How to Choose Acrylic Paint

@wkcraft

Choosing the acrylic paint can be intimidating when you are a beginner, but don’t worry, this page will help you find the right acrylic paint for you based on your needs and budget for acrylic paints.

Quality, color, viscosity, container, and drying time are the major factors to consider.

Quality

Commonly, there’re two grades of acrylic paints: artist-quality and student-quality.

Artists’ paints, with a very wide range of colors, are finely ground and highly concentrated, with high permanence properties.

The colors for students are low priced, and there are few colors to choose from. Usually, the capacity of each tube is small. Due to the filler inside, the color expression is weak.

The artist’s colors are more vivid and easier to blend and layer. Because they have a smooth consistency.

If you are a beginner who wants to practice your skills, using student quality paints is fine on a small budget. If you want to make artwork that you care to keep or want to sell your work, use artist’s colors. Here’s a tip, you can use student paints for earth colors (which are almost as good), but you’ll spend more on a solid, intense color. Some artists save money by using student colors for the base coat and using professional quality paint on top.

Color

Although acrylics come in a dizzying array of colors. But for a beginner, it’s fine to start with these 12 colors.
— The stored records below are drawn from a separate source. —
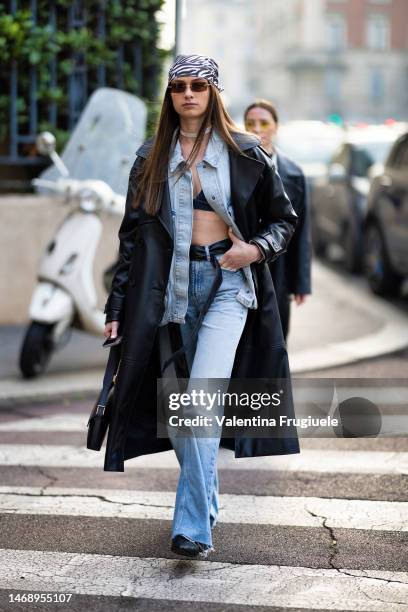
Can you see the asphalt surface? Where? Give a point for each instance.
(379, 555)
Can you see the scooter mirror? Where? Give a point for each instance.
(45, 143)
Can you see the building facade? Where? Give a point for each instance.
(313, 58)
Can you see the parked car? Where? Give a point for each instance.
(310, 144)
(386, 224)
(339, 198)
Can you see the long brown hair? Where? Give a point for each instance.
(153, 172)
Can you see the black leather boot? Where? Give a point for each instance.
(182, 545)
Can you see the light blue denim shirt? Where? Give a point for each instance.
(214, 175)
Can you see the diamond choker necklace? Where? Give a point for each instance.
(194, 134)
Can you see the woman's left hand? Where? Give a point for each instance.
(241, 254)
Also you can also mix them to create other colors.

For beginners, starting with a set of acrylic paints will not only save you some money, but will also be a good practice start. It is best to start practicing painting directly with paints without spending too much time on choosing materials.

Among the artist-quality acrylic paints, some colors are much more expensive compared to others. This is because some pigments are very uncommon. Generally speaking, clay colors are the easiest to obtain and therefore the cheapest, and colors derived from cadmium are very difficult to obtain. Some brands choose to use synthetic pigments to reduce costs to provide a cheaper alternative, but they may perform poorly in terms of longevity and color intensity.

Container

Heavy body acrylics are available in tubes and cans. The tube is small in size and easy to carry. It is more cost-effective to buy enough paint at a time. The consistency of the tube and the jar is different. The paint in the tube will always be paste-like, and the paint in the jar is thick, but it will be flat when poured on the palette.
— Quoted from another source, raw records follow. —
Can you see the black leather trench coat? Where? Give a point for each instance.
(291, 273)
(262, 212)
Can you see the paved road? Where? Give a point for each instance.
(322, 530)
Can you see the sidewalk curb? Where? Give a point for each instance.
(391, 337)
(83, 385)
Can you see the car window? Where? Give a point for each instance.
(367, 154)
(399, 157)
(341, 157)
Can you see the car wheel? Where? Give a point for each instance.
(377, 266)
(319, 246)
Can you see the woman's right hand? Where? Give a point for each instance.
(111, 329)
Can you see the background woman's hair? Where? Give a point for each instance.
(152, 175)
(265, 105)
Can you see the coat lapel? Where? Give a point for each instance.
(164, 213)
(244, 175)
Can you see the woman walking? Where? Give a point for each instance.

If you are not sure which one to buy, you can buy the tube first, and then buy a few jars after you find the specific brand and color you often use. If you want to buy your first acrylic paint, start with a smaller 2 fl.oz tube, because a little is enough, and you want to keep your choice so that you can also try other brands.

Fluid acrylics is usually packed in a bottle with a screw cap, or a dropper, so that the paint can be easily applied to the palette.

Drying Time

Many artists prefer to use acrylic paints because they dry quickly. But the downside is that the paint may dry on the brush or palette before you are finished painting. If you want to extend the drying time of your acrylics, you have some other options. Artists who prefer to slow the drying time of their canvases but still like the versatility and expressiveness of acrylics can use a retarding medium.

Hope above contents may do little help when you need to choose acrylic colors.